Nobody knows this better than rank-and-file library workers. As many of us work a second shift pushing back against these incursions, we need the support of our institutions and the public to do our work effectively. If libraries are the terrain of struggle, we are the people most directly involved in the fight. Our efforts are made all the more difficult when our institutions actively work against us. Alongside the very public efforts to ban books from library shelves, library workers face a host of other challenges that directly impact our capacity to do the work necessary to preserve these institutions. Management rolls out absurdly strict attendance policies in the wake of a union campaign in Baltimore County, Maryland. Library boards are taken over by people who then vote to slash funding and hours in Flathead County, Montana, and Niles, Illinois. Full-time librarians flee to other employment sectors or to retirement, and are replaced by part-time positions. Core library functions, including collection development and resource description, are contracted out to for-profit private companies that lock us into expensive systems we don’t control. School librarian ranks are thinned as only wealthy ZIP codes choose to afford that staff. These issues may not be as well-discussed as Breitbart calling us all “groomers,” but they are every bit as insidious, stripping our institutions of the very people best positioned to save them.

Libraries are crucial social infrastructure.
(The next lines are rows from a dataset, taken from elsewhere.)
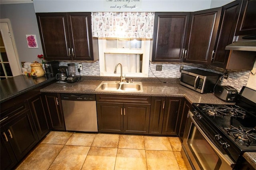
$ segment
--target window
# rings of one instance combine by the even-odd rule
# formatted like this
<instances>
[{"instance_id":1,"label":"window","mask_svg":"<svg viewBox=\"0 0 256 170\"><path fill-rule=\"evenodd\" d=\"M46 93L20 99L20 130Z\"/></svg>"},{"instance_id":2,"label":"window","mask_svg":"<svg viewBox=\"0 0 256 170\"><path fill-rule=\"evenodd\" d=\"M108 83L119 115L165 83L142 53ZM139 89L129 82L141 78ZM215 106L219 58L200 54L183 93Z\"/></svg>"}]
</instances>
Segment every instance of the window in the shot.
<instances>
[{"instance_id":1,"label":"window","mask_svg":"<svg viewBox=\"0 0 256 170\"><path fill-rule=\"evenodd\" d=\"M117 74L114 72L120 63L123 76L148 77L150 40L102 38L98 42L100 76L119 76L120 68Z\"/></svg>"}]
</instances>

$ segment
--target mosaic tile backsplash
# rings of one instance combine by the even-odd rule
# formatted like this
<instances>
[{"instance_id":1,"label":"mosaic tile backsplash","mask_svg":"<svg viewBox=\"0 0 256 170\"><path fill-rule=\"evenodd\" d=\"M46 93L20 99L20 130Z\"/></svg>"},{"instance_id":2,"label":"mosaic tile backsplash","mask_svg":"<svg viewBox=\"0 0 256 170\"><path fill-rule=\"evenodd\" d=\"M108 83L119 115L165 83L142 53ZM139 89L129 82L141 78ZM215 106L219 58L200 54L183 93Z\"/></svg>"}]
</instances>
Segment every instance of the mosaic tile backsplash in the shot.
<instances>
[{"instance_id":1,"label":"mosaic tile backsplash","mask_svg":"<svg viewBox=\"0 0 256 170\"><path fill-rule=\"evenodd\" d=\"M60 66L67 65L70 62L61 62ZM72 63L74 63L72 62ZM76 75L79 75L78 63L76 64ZM100 64L98 61L93 62L83 62L82 71L81 75L100 76ZM156 65L162 65L161 71L156 71ZM159 78L180 78L180 66L184 66L184 69L198 68L200 69L214 72L221 74L224 70L223 69L210 66L205 66L185 63L150 63L148 69L149 77ZM229 70L228 77L227 79L223 79L222 85L230 85L236 88L239 92L243 86L246 86L250 75L249 70Z\"/></svg>"}]
</instances>

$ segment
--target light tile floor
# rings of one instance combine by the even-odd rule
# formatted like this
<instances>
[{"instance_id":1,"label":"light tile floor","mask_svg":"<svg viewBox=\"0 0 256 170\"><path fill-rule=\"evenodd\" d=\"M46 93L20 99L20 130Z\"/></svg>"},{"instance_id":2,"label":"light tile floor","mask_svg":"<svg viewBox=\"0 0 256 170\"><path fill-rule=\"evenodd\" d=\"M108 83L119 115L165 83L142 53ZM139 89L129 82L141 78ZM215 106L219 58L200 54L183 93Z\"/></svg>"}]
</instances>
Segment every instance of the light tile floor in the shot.
<instances>
[{"instance_id":1,"label":"light tile floor","mask_svg":"<svg viewBox=\"0 0 256 170\"><path fill-rule=\"evenodd\" d=\"M17 170L186 170L178 137L50 132Z\"/></svg>"}]
</instances>

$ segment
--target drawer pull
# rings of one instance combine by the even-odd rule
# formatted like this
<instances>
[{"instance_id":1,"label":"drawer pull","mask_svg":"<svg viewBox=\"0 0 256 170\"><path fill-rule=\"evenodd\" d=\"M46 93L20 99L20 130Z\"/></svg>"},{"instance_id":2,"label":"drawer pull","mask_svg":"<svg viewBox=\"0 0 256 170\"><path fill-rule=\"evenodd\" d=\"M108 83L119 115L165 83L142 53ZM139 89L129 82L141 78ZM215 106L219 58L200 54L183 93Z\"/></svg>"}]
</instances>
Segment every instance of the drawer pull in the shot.
<instances>
[{"instance_id":1,"label":"drawer pull","mask_svg":"<svg viewBox=\"0 0 256 170\"><path fill-rule=\"evenodd\" d=\"M6 142L8 142L8 138L7 138L7 136L6 136L6 134L5 134L5 132L4 132L3 133L4 135L4 137L5 138L5 140Z\"/></svg>"},{"instance_id":2,"label":"drawer pull","mask_svg":"<svg viewBox=\"0 0 256 170\"><path fill-rule=\"evenodd\" d=\"M10 136L11 137L11 138L12 138L12 133L11 132L11 130L10 130L10 129L8 129L8 132L9 132L9 133L10 134Z\"/></svg>"},{"instance_id":3,"label":"drawer pull","mask_svg":"<svg viewBox=\"0 0 256 170\"><path fill-rule=\"evenodd\" d=\"M1 123L3 121L4 121L5 119L6 119L7 118L8 118L8 116L5 117L1 121L0 121L0 123Z\"/></svg>"},{"instance_id":4,"label":"drawer pull","mask_svg":"<svg viewBox=\"0 0 256 170\"><path fill-rule=\"evenodd\" d=\"M74 57L75 54L74 53L74 49L73 48L72 48L72 55Z\"/></svg>"},{"instance_id":5,"label":"drawer pull","mask_svg":"<svg viewBox=\"0 0 256 170\"><path fill-rule=\"evenodd\" d=\"M69 57L71 56L71 54L70 53L70 48L68 48L68 54L69 54Z\"/></svg>"}]
</instances>

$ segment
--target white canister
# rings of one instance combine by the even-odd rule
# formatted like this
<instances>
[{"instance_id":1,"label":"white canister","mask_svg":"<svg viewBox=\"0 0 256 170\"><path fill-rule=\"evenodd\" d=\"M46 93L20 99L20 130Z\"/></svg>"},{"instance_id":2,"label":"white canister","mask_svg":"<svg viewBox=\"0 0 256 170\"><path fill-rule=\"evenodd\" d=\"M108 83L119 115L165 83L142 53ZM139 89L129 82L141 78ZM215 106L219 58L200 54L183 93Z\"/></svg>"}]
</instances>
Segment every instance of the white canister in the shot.
<instances>
[{"instance_id":1,"label":"white canister","mask_svg":"<svg viewBox=\"0 0 256 170\"><path fill-rule=\"evenodd\" d=\"M25 75L25 72L28 72L28 70L26 68L22 67L21 68L21 70L22 70L22 73L24 75Z\"/></svg>"}]
</instances>

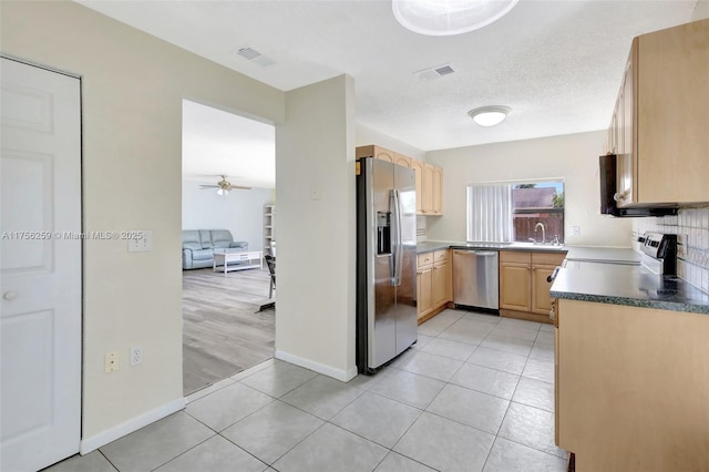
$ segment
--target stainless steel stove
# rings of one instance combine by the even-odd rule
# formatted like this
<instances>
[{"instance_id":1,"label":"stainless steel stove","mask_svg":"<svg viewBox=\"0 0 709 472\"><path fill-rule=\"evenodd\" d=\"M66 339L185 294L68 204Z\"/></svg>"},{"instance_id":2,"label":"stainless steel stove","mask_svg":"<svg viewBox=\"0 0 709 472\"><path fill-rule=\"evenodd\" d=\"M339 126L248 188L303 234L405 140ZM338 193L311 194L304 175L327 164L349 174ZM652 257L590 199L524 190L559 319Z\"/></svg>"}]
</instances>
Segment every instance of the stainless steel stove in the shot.
<instances>
[{"instance_id":1,"label":"stainless steel stove","mask_svg":"<svg viewBox=\"0 0 709 472\"><path fill-rule=\"evenodd\" d=\"M657 275L677 275L677 235L646 232L638 237L641 265Z\"/></svg>"}]
</instances>

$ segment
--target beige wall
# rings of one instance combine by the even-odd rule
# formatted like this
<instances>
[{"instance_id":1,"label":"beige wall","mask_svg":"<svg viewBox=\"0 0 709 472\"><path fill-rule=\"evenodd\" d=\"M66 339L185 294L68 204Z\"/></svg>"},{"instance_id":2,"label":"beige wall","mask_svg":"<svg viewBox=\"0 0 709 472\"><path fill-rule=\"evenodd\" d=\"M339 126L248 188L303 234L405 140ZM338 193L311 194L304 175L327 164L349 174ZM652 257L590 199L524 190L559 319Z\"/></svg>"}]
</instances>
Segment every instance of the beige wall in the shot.
<instances>
[{"instance_id":1,"label":"beige wall","mask_svg":"<svg viewBox=\"0 0 709 472\"><path fill-rule=\"evenodd\" d=\"M376 144L419 161L423 161L425 158L424 151L359 123L356 126L354 143L356 146Z\"/></svg>"},{"instance_id":2,"label":"beige wall","mask_svg":"<svg viewBox=\"0 0 709 472\"><path fill-rule=\"evenodd\" d=\"M347 75L288 92L276 133L276 357L340 380L356 373L353 103Z\"/></svg>"},{"instance_id":3,"label":"beige wall","mask_svg":"<svg viewBox=\"0 0 709 472\"><path fill-rule=\"evenodd\" d=\"M465 240L465 187L476 182L563 178L567 245L629 247L629 218L600 216L598 156L605 131L427 153L443 167L443 216L428 217L429 240ZM580 227L572 236L572 226Z\"/></svg>"},{"instance_id":4,"label":"beige wall","mask_svg":"<svg viewBox=\"0 0 709 472\"><path fill-rule=\"evenodd\" d=\"M152 253L85 242L83 438L95 444L183 397L183 99L281 123L285 95L74 2L0 12L3 53L82 76L84 230L154 232ZM120 370L104 373L110 350Z\"/></svg>"}]
</instances>

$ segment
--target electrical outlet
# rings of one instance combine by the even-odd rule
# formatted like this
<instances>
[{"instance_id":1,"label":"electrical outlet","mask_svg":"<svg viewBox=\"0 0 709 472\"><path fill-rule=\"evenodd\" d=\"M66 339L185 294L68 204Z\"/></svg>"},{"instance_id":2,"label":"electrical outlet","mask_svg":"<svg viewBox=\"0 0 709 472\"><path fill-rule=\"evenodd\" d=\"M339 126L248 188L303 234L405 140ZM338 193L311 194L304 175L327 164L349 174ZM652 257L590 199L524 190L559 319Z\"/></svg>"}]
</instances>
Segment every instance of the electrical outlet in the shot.
<instances>
[{"instance_id":1,"label":"electrical outlet","mask_svg":"<svg viewBox=\"0 0 709 472\"><path fill-rule=\"evenodd\" d=\"M131 348L131 366L137 366L143 362L143 349L140 346Z\"/></svg>"},{"instance_id":2,"label":"electrical outlet","mask_svg":"<svg viewBox=\"0 0 709 472\"><path fill-rule=\"evenodd\" d=\"M150 229L134 229L126 232L129 236L129 253L150 253L153 250L153 232Z\"/></svg>"},{"instance_id":3,"label":"electrical outlet","mask_svg":"<svg viewBox=\"0 0 709 472\"><path fill-rule=\"evenodd\" d=\"M119 370L119 351L106 352L104 370L106 372L115 372Z\"/></svg>"}]
</instances>

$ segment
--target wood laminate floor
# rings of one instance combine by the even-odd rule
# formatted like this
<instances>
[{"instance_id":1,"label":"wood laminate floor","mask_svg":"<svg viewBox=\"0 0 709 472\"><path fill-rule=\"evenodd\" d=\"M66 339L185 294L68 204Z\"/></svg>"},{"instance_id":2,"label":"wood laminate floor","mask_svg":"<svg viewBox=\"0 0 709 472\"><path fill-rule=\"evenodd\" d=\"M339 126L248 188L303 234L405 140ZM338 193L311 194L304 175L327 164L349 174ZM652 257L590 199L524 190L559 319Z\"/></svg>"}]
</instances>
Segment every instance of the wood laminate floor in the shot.
<instances>
[{"instance_id":1,"label":"wood laminate floor","mask_svg":"<svg viewBox=\"0 0 709 472\"><path fill-rule=\"evenodd\" d=\"M183 270L183 391L187 396L274 357L268 269Z\"/></svg>"}]
</instances>

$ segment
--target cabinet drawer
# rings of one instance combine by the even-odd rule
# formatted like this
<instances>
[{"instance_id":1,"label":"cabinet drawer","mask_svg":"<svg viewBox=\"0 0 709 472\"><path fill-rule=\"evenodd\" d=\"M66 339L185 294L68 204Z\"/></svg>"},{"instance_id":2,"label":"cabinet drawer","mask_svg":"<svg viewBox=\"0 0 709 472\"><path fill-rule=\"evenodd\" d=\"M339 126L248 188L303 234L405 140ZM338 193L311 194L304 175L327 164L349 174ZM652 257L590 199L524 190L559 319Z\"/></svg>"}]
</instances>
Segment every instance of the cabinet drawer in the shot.
<instances>
[{"instance_id":1,"label":"cabinet drawer","mask_svg":"<svg viewBox=\"0 0 709 472\"><path fill-rule=\"evenodd\" d=\"M532 264L532 253L524 250L501 250L501 263Z\"/></svg>"},{"instance_id":2,"label":"cabinet drawer","mask_svg":"<svg viewBox=\"0 0 709 472\"><path fill-rule=\"evenodd\" d=\"M449 258L449 250L436 250L433 253L433 263L444 263Z\"/></svg>"},{"instance_id":3,"label":"cabinet drawer","mask_svg":"<svg viewBox=\"0 0 709 472\"><path fill-rule=\"evenodd\" d=\"M566 253L532 253L532 264L546 266L561 266Z\"/></svg>"},{"instance_id":4,"label":"cabinet drawer","mask_svg":"<svg viewBox=\"0 0 709 472\"><path fill-rule=\"evenodd\" d=\"M433 264L434 253L419 254L417 257L417 267L425 267Z\"/></svg>"}]
</instances>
Like the post office, they are a site for the circulation of public goods such as books and films, but also tax forms, overdose-prevention medications such as Narcan, and COVID tests. Like parks, library buildings produce space for the public where anyone can use the bathroom, grab some computer time, sit down, stay warm in the cold and cool in the heat. And like all social infrastructure, libraries are under attack from an organized right that knows well that the best way to crater public institutions is to relentlessly attack them until they become unusable, leading to their abandonment by everyone except those who have no other choice. We need a strong library workforce equipped to resist the dismantling of our public institutions. Rightfully, there has been ample public outcry in response to right-wing attacks on our libraries, the books and other materials they contain, and the people who read those books. However, what worries me is that in our focus on book burnings we’ll forget to build the power of our most potent weapon: the people who work in the library.

Drabinski’s election to the presidency of ALA — in a year that saw more votes cast than any in the past decade — represents a vote for labor organizing as a mode of both vocational and political change. Her campaign put labor front and center, making a very public argument that organizing collectively on the behalf of the public good is the most important thing library workers can be doing right now. Whether she’ll make good on this Marxist lesbian promise remains to be seen, and will require all of us who work in and use libraries to join the fight.